Anche a Napoli la presenza di Giotto lasciò un'impronta duratura, che si sommò alle precedenti influenze francesi e senesi, come si evince dalle opere di artisti quali Roberto d'Oderisio (attivo dagli anni '30 del Trecento e menzionato fino al 1382), che decorò la chiesa dell'Incoronata con affreschi di aristocratica eleganza (oggi staccati e conservati a Santa Chiara).
Anche a Napoli però a fecondare le attività locali probabilmente contribuì il romano Cavallini, attivo nelle chiese di San Domenico Maggiore e di Santa Maria Donnaregina.
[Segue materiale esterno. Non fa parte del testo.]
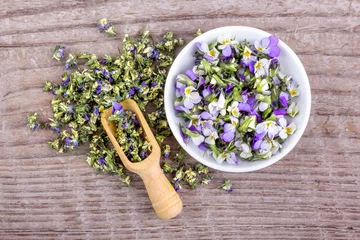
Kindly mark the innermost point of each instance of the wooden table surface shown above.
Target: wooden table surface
(314, 193)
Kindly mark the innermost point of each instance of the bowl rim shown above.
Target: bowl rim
(266, 162)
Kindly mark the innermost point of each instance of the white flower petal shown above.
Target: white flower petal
(188, 103)
(220, 159)
(210, 140)
(282, 122)
(221, 101)
(283, 135)
(263, 106)
(198, 140)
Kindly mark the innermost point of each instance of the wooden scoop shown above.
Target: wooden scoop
(165, 200)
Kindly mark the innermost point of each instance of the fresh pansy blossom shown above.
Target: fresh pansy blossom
(178, 106)
(210, 55)
(269, 127)
(227, 186)
(245, 97)
(166, 153)
(283, 99)
(209, 132)
(195, 121)
(229, 157)
(261, 67)
(292, 110)
(245, 150)
(229, 130)
(275, 146)
(102, 161)
(144, 88)
(268, 46)
(263, 106)
(293, 88)
(226, 41)
(218, 106)
(286, 129)
(248, 59)
(117, 108)
(103, 24)
(265, 148)
(191, 97)
(233, 109)
(59, 52)
(262, 86)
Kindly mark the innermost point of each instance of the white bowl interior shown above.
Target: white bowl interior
(290, 65)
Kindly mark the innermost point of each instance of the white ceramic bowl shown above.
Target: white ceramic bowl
(290, 65)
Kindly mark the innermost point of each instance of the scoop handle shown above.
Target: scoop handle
(165, 200)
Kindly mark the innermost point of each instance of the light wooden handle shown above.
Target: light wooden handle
(165, 200)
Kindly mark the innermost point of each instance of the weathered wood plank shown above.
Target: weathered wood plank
(313, 193)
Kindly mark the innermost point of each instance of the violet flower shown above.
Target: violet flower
(117, 108)
(262, 67)
(191, 97)
(101, 161)
(268, 46)
(269, 127)
(211, 55)
(286, 129)
(283, 99)
(229, 157)
(248, 60)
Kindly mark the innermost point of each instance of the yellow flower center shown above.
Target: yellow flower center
(288, 130)
(292, 92)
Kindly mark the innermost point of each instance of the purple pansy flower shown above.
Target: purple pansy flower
(191, 74)
(102, 161)
(279, 112)
(96, 111)
(283, 99)
(191, 97)
(117, 108)
(210, 55)
(67, 80)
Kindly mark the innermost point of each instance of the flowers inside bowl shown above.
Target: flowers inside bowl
(235, 103)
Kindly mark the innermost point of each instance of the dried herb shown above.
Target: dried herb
(129, 134)
(139, 72)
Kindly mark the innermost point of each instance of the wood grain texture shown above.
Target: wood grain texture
(314, 193)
Sebbene gli artisti della scuola senese svilupparono un'arte ben diversa da quella di Giotto e più vicina alle dolcezze lineari dell'area transalpina, alcuni di loro rimasero influenzati dalle novità spaziali e volumetriche del maestro fiorentino. In particolare i fratelli Lorenzetti, che ebbero modo di soggiornare durante la loro fase giovanile a Firenze, dipinsero opere dove le figure sono maestose e compatte, avvolti in mantelli colpiti dalla luce in modo da creare sfumature che esaltano la plasticità scultorea dei corpi. Anche la creazione di spazi illusori di sempre maggior complessità e profondità non poté prescindere da una conoscenza delle conquiste di Giotto (come nella Presentazione al Tempio di Ambrogio Lorenzetti, 1342).